Sunday, nov. 29, 2009   |   4 comments

Starting at 9am tomorrow, I’ll be back at work after a little over four months bonding with the baby at home. On a perhaps related note, my back appears to have gone out, so as I launder my work clothes and pack up breast pump, there’s a depressingly aged stoop in my step.

With my return to my cube looming large, it occurs to me that this past four months with the baby are probably the longest solid stretch of time that I’ll ever spend with this kid. From here on in, his day-carers and teachers and parole officers will enjoy more together time with him than I ever will.

It makes me sad that I haven’t enjoyed this once-in-a-lifetime togetherness more. I spent the first nine-tenths of my maternity leave in a “fumbling to keep baby alive” sweat, feeling like I was faking my way through a job for which I was vastly underqualified. It’s only in these last few weeks that the panic has started to thaw into some kind of glimmer of “maybe I can actually do this“ness. So of course, just as I start to get my sea legs, it’s back to the sea-salt mines.

Part of me wishes that I could take more time off, enough to really start feeling competent, maybe even confident, about this whole motherhood thing. On the other hand, when I watch the nanny we’ve lined up for our nannyshare sit with the baby, I’m striken by how much more attentive a babysitter she is. No watching So You Think You Can Dance over the baby’s shoulder for her! No teetering the baby in front of the computer while she checks email! She’s engaged and upbeat, where I’m stressy and overtired.
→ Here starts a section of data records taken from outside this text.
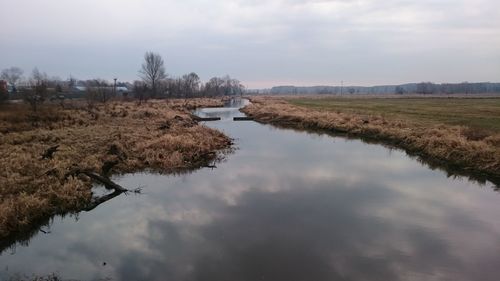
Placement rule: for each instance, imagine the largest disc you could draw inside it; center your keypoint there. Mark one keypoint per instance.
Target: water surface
(286, 205)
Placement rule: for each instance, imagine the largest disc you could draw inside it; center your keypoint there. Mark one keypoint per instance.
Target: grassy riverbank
(457, 132)
(113, 138)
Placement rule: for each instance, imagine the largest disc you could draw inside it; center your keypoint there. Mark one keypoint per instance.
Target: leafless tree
(12, 74)
(38, 89)
(152, 70)
(140, 91)
(98, 90)
(190, 84)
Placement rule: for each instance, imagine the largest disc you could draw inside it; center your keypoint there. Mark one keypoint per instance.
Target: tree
(12, 75)
(38, 89)
(98, 90)
(4, 93)
(140, 90)
(190, 84)
(152, 70)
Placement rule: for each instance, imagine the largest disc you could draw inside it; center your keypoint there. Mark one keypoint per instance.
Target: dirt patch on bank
(41, 151)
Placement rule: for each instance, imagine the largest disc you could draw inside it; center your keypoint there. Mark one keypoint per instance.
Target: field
(478, 113)
(457, 134)
(106, 139)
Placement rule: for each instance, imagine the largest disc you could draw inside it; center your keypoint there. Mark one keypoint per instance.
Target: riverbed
(284, 205)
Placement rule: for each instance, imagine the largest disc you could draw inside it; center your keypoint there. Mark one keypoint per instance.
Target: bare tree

So maybe Desi’s better off with me at work? And maybe it’s better for me that I’ll be going back while my maternity leave is hitting a good note, a la Cheers going off the air when the getting was still good?

Or maybe America does it wrong, and I should move to some scandi-land where new parents get six thousand weeks of m/paternity leave, and all the children end up multilingual and well-adjusted and tan. And buses are made of marzipan! And the streets whiff of sun-warmed kitten fur! And new mothers walk perfectly erect!